GLEN EARL VIVIAN Plaintiff,
v.
COMMISSIONER OF SOCIAL SECURITY, Defendant.

          ORDER

          KENDALL J. NEWMAN UNITED STATES MAGISTRATE JUDGE

         Plaintiff Glen Earl Vivian seeks judicial review of a final decision by the Commissioner of Social Security (“Commissioner”) denying plaintiff's application for Disability Insurance Benefits (“DIB”) under Title II of the Social Security Act (“Act”).[1] In his motion for summary judgment, plaintiff principally contends that the Commissioner erred by finding that plaintiff was not disabled from January 1, 2009, plaintiff's alleged disability onset date, through December 31, 2011, plaintiff's date last insured. (ECF No. 15.) The Commissioner opposed plaintiff's motion and filed a cross-motion for summary judgment. (ECF No. 19.) Thereafter, plaintiff filed a reply brief. (ECF No. 20.)

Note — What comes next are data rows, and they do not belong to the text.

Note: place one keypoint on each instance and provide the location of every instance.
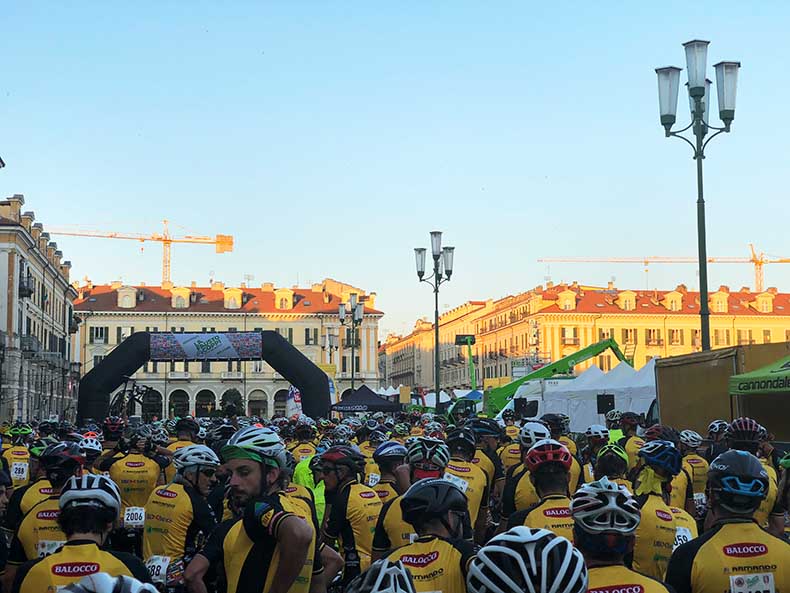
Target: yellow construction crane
(758, 260)
(222, 243)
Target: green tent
(774, 378)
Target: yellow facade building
(516, 333)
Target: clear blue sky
(330, 137)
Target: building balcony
(232, 375)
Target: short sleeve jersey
(473, 481)
(654, 538)
(608, 579)
(75, 560)
(552, 513)
(736, 555)
(177, 520)
(436, 564)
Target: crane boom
(222, 243)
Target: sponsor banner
(206, 346)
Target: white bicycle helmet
(383, 576)
(195, 455)
(90, 490)
(524, 560)
(104, 583)
(690, 438)
(532, 432)
(262, 442)
(604, 506)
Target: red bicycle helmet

         After carefully considering the record and the parties' briefing, the court DENIES plaintiff's motion for summary judgment, GRANTS the Commissioner's cross-motion for summary judgment, and AFFIRMS the Commissioner's final decision.

         I. BACKGROUND

         Plaintiff was born on February 22, 1962; attended 12 years of education, but did not graduate high school or obtain a GED; can communicate in English; and previously worked as a maintenance worker and a painter. (Administrative Transcript (“AT”) 23, 43-44, 71.)[2] On February 28, 2011, plaintiff applied for DIB, alleging that his disability began on January 1, 2009, and that he was disabled due to problems with: both knees; a crushed right thumb; arthritis; his back and neck; his wrist; stress; his hip; his elbows; and his feet. (AT 14, 187, 221.) After plaintiff's application was denied initially and on reconsideration, an administrative law judge (“ALJ”) conducted three hearings on February 27, 2013; August 28, 2013; and March 12, 2014. (AT 40-66, 67-78, 79-86.)[3] The ALJ subsequently issued a decision dated March 31, 2014, determining that plaintiff had not been under a disability, as defined in the Act, from January 1, 2009, plaintiff's alleged disability onset date, through December 31, 2011, plaintiff's date last insured. (AT 14-26.) The ALJ's decision became the final decision of the Commissioner when the Appeals Council denied plaintiff's request for review on September 11, 2015. (AT 5-7.) After receiving an extension of time from the Appeals Council to seek federal court review (AT 1-2), plaintiff then filed this action on February 4, 2016, to obtain judicial review of the Commissioner's final decision. (ECF No. 1.)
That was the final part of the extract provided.